T cell immunity to human immunodeficiency virus and human herpesvirus type 8 Date Added: 8/4/2003 9:22:00 AM
Last Updated: 5/17/2006 10:22:00 AM
Description of projects available to graduate students:
My laboratory focuses on delineating T cell immunity to two important human pathogens, i.e., human immunodeficiency virus type 1 (HIV-1) and human herpesvirus type 8 (HHV-8/KSHV). AIDS is due to a loss in T cell immunity caused by HIV-1 infection. Although there are new drugs that suppress the virus in many people, these treatments are not a cure. And moreover, there is still no vaccine to prevent HIV-1 infection.
Thus we need to understand how this retrovirus destroys the immune system, particularly the T cell immune response, thus leading to opportunistic infections and cancers defined as AIDS. In addition, one of the major types of AIDS is Kaposi's sarcoma (KS), a blood vessel cell cancer that is caused by HHV-8, a herpesvirus. This cancer may be due in part to loss of T cell immunity to HHV-8, thus allowing the virus to initiate the growth of the cancer cells.

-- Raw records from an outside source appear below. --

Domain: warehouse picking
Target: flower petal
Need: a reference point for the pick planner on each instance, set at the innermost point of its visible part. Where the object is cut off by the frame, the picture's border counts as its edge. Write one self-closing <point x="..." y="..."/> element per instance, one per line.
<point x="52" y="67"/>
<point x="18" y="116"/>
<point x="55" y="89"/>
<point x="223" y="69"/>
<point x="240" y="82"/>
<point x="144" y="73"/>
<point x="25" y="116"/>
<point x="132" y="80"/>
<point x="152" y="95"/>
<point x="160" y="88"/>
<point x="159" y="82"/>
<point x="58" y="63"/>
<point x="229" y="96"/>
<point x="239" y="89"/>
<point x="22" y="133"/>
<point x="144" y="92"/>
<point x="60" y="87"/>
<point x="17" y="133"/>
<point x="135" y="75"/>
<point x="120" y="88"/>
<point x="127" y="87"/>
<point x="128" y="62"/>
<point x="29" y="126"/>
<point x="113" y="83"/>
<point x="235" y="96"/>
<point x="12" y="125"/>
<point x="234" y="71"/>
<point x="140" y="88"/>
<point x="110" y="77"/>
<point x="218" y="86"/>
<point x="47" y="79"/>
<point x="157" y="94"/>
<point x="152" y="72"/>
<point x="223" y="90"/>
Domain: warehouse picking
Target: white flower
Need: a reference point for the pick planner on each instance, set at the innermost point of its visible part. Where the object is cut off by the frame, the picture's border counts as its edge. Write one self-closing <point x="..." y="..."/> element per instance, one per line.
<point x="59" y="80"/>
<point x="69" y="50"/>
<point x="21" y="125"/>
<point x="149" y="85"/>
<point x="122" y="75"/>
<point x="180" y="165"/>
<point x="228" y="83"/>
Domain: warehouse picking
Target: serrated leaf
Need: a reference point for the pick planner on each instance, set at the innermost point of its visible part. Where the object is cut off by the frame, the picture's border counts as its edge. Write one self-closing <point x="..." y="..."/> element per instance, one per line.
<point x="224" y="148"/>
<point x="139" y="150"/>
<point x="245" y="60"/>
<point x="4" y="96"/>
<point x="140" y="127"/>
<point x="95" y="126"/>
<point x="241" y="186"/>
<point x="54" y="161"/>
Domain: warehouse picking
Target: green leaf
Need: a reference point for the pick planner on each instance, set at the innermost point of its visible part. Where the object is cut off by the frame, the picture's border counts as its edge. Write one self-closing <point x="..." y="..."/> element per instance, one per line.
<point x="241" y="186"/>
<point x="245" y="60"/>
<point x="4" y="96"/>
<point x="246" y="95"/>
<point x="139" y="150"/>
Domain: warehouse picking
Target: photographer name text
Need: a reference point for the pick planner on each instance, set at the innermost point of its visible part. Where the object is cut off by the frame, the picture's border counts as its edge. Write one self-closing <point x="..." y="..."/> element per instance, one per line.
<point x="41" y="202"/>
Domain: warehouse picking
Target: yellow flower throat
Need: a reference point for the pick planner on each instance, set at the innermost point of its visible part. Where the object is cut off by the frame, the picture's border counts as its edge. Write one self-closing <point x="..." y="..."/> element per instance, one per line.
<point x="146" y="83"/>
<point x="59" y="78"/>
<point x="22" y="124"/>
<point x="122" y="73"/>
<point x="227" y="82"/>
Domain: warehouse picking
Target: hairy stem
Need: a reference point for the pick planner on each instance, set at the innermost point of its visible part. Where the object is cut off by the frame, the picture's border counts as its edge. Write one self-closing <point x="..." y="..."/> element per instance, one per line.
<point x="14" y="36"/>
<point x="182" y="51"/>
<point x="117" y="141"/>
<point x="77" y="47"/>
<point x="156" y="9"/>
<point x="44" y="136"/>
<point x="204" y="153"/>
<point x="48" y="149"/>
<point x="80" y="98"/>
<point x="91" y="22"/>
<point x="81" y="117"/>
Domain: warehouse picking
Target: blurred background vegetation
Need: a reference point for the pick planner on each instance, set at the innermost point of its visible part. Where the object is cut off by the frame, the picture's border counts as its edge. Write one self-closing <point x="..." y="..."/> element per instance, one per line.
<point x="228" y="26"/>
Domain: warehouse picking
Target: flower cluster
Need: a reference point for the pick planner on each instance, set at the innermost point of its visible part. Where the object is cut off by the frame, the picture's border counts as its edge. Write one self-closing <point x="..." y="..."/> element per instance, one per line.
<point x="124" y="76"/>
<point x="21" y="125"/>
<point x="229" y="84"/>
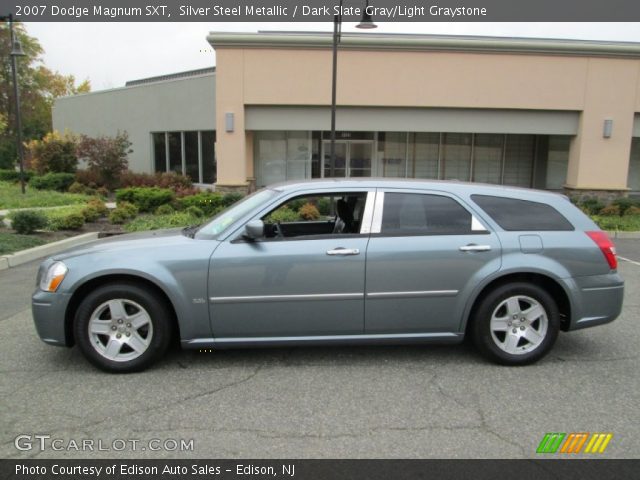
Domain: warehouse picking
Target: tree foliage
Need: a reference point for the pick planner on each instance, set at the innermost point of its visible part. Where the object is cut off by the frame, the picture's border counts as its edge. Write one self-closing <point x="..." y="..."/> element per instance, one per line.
<point x="39" y="87"/>
<point x="106" y="156"/>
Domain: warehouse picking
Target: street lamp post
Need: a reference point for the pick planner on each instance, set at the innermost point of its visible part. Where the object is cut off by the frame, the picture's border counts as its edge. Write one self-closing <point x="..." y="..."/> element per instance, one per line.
<point x="365" y="23"/>
<point x="16" y="51"/>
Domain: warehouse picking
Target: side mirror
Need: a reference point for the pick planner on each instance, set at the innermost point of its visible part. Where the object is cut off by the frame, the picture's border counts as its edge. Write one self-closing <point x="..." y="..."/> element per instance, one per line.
<point x="254" y="229"/>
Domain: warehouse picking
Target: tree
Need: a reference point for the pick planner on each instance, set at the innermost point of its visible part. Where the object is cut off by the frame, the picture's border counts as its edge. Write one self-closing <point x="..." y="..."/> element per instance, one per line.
<point x="39" y="87"/>
<point x="106" y="156"/>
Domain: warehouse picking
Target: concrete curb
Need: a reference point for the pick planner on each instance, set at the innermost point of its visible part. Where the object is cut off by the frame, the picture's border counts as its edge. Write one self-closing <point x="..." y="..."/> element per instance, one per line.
<point x="25" y="256"/>
<point x="623" y="235"/>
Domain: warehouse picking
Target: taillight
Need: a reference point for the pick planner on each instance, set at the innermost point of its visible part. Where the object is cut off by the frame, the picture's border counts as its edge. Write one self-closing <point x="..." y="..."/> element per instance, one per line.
<point x="607" y="247"/>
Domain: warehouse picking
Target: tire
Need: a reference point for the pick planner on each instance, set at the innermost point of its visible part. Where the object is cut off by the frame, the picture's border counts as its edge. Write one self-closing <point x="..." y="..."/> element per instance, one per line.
<point x="516" y="324"/>
<point x="123" y="327"/>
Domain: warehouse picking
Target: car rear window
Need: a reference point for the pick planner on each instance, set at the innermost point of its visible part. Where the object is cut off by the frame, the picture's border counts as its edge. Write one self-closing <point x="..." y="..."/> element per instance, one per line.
<point x="419" y="214"/>
<point x="522" y="215"/>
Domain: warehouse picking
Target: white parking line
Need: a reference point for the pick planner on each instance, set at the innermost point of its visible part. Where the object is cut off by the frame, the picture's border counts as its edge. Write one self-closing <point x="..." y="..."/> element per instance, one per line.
<point x="629" y="260"/>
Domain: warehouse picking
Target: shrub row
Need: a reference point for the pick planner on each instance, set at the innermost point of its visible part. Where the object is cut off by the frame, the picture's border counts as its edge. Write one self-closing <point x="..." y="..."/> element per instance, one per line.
<point x="10" y="175"/>
<point x="53" y="181"/>
<point x="147" y="199"/>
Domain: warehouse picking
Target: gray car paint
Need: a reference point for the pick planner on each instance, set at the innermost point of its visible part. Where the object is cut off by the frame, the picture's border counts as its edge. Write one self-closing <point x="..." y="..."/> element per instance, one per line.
<point x="199" y="275"/>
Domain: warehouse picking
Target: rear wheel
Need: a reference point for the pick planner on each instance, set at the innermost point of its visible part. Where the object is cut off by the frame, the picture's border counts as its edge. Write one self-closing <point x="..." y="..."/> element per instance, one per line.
<point x="122" y="327"/>
<point x="516" y="324"/>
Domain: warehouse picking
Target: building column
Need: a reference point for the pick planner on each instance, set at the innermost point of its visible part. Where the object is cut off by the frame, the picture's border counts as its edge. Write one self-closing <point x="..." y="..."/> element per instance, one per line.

Projects in my lab that are open to new students are:
1. Engineering of dendritic cells (DCs) to enhance T cell immunity to HIV-1.
The goal of this project is to biologically engineer DCs, the most potent antigen-presenting cells, by loading them with different forms of HIV-1 antigens and cytokines and chemokines (proteins that regulate how DCs and T cells function). We are then assessing how these DCs turn on T cells against HIV-1, with ongoing clinical trials using these approaches as therapies to augment the immunity in patients with HIV-1 infection.
A new, exciting aspect of this work is the role of B lymphocytes in transmission of HIV-1 to T cells. We have found that B cells express DC-SIGN, a C type lectin receptor, which binds HIV-1 and enhances down-stream replication of HIV-1 in T cells. We are now defining the molecular pathways involved in this process, which we believe could play a previously unknown, central role in HIV-1 pathogenesis.
2. Delineation of T cell responses to HHV-8/KSHV
Although it is now accepted that HHV-8 causes KS and some other, rare cancers, there is no information on how it does this. We believe that loss of T cell immunity to HHV-8, especially due to HIV-1 infection, is key to development of KS. My lab has developed new assays for measuring T cell immunity to HHV-8 and its potential role in onset of KS and other cancers possibly caused by this virus. A new, very exciting aspect of this work is that we have recently discovered that DC-SIGN serves as a receptor for HHV-8 infection of all types of cells that are targeted by the virus in vivo. This could have importance to the pathogenesis and oncogenicity of the virus.
Techniques graduate student will learn:
T cell and DC functional assays, flow cytometry, cytokine assays, quantitative real-time RT-PCR, immunohistochemistry, confocal microscopy, HIV and HHV-8/KSHV virology, molecular biological assays, electron microscopy.